Imagine you don't have much going for you but your looks -- Algiers can
contract with you for a million, five million, whatever, to serve up some
rich prick's sex fantasy, and you retire at thirty.  Fuck, people slave
away in shit jobs for decades for less than that.

"They used to be on the mainland, but after the raid where your Dad was
rescued when he was a kid they faded away, but a few years ago set up a
complex on a private island in Puget Sound.  The money protecting this
place is like nothing you've ever seen -- they control what goes in, what
goes out.

"Super classy on the surface, super sick underneath.  The Algiers Club
there is like free flowing sex, Will, where you can have anyone or anything
you ever wanted, no consequences, no courts, no AIDS, no judgment, no
resistance -- unless that's your kink.  Just the most beautiful bodies
you've ever seen, doing anything you want, for the price of admission.
It's a fantasy island Will, and even -- even a good man can lose his moral
compass in it.

"Your dad and I and a few other guys were undercover as client recruits.
We were supposed to be wealthy high-tech assholes.  The fucking tech
industry is full of weirdos with new wealth who never learned to have
normal relationships but can buy companionship and sex.

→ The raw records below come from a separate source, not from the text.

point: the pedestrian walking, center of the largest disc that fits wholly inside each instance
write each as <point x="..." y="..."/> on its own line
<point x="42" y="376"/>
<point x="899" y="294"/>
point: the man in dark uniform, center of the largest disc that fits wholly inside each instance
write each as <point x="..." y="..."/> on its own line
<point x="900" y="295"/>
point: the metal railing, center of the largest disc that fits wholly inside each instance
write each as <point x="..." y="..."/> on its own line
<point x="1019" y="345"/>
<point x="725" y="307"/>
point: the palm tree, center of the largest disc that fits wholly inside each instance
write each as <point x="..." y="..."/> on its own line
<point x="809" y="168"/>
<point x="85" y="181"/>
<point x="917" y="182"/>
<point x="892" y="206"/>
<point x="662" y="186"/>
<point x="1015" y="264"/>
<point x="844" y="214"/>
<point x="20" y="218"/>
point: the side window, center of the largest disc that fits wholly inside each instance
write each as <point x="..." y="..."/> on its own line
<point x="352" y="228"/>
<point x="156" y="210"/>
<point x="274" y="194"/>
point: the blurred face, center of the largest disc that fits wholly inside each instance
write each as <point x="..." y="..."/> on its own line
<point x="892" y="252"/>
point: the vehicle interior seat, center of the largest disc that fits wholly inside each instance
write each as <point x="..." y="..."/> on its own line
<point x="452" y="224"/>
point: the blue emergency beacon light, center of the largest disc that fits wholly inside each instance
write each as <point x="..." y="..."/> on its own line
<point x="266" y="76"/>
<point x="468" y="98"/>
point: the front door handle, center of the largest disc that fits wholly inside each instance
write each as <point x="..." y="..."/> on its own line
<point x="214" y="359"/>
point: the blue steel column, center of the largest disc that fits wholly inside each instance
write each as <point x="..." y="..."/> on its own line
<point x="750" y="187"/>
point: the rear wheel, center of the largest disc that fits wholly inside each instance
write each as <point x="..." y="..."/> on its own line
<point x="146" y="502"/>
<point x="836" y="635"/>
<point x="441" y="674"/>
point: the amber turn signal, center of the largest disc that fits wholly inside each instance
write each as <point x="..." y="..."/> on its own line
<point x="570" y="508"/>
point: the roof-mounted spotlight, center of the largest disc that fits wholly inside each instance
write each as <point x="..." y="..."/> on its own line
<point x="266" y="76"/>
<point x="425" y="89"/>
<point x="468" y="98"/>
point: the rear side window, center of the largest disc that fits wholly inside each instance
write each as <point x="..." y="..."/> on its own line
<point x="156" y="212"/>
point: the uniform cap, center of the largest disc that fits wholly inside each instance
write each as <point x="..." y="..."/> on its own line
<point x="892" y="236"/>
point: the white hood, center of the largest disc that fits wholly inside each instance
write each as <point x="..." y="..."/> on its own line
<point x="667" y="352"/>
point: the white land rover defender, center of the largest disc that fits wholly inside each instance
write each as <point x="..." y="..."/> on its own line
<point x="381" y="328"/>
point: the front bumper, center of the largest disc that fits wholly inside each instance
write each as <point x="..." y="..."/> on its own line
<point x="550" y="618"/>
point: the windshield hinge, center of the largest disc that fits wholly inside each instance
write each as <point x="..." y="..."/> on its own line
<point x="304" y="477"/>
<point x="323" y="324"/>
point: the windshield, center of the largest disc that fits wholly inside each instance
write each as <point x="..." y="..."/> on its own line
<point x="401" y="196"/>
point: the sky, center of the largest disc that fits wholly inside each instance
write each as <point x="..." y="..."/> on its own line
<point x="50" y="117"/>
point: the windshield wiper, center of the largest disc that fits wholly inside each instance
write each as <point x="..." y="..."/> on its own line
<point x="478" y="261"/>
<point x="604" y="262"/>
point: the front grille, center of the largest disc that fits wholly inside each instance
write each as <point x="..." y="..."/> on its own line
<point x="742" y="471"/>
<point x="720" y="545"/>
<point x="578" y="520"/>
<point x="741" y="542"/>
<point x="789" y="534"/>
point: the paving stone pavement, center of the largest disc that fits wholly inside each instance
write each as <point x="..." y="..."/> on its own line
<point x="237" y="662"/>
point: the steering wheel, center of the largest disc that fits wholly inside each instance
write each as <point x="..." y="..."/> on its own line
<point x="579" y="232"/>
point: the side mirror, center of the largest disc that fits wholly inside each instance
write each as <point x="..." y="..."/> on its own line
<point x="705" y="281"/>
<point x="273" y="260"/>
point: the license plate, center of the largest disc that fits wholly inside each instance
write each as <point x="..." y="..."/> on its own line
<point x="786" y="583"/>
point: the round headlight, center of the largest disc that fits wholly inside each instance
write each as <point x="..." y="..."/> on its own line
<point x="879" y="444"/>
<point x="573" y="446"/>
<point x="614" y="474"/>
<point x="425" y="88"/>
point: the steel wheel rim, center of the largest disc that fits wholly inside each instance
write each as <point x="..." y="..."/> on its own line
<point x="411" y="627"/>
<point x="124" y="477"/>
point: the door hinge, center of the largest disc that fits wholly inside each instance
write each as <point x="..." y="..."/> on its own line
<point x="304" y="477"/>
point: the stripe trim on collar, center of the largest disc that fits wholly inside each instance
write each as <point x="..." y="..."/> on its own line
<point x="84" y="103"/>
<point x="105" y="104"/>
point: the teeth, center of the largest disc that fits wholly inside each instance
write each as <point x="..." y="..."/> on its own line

"We were undercover at the same time, but all separate.  They marked your
Dad, I don't know how or what went wrong, maybe they smelled something
fishy.  They didn't go after me.  There was a firefight, and your dad went
down.  After that I got pulled out for my safety.  Too high risk, and
Algiers group was on high alert, and their operation got impossible to get
into.

"So Will, that's Algiers."


5.

"It's in Puget Sound?  Dad could be right here?" I asked.  "That could be
like a few hours away."

"Look Will, we don't know your dad is alive.  It's a fucking longshot.  But
that island compound is a hub. The Algiers group in international and they
shuffle people around like a deck of cards, you could be in Sidney in the
morning, Seattle at night and Moscow by the next morning.  If they have
him, he could be anywhere."

"But he might be there!"  My heart was racing like it never had before.
All these years and Dad could have been less than an hour away. "How do we
get in?"

"Slow down, partner.  WE aren't doing anything.  Will, you're a 20-year-old
kid.

"But here's the thing, and this is just between us.  My cover is still
good.  I spent the last couple days making some connections, and it's
solid.  I'm going in, to see if I can find your dad.  But I'm doing this on
my own.  No agency.  No sanction.

"Son, this is probably the end of my career.  But I have to do it.  If it's
your dad, God, Will, and if this was all my fault,..."

He buried his face in his hands, and for the first time I could see that he
held himself responsible the same way I did.

"Tony," I said, peeling his hands from his face, taking them in mine, "You
have to take me with you.  I have to do this."

"No way.  I lost your dad already.  I'm not gonna' lose you too."

"Tony, I'm going.  If I have to charter a boat and stop at every fucking
island in Puget Sound I'm going.  I'll be safer if you take me with you."

He could see how serious I was.  I really would go without him.  I was
going to go find me dad, or die trying.

Dad was alive.  I knew it.  And so close.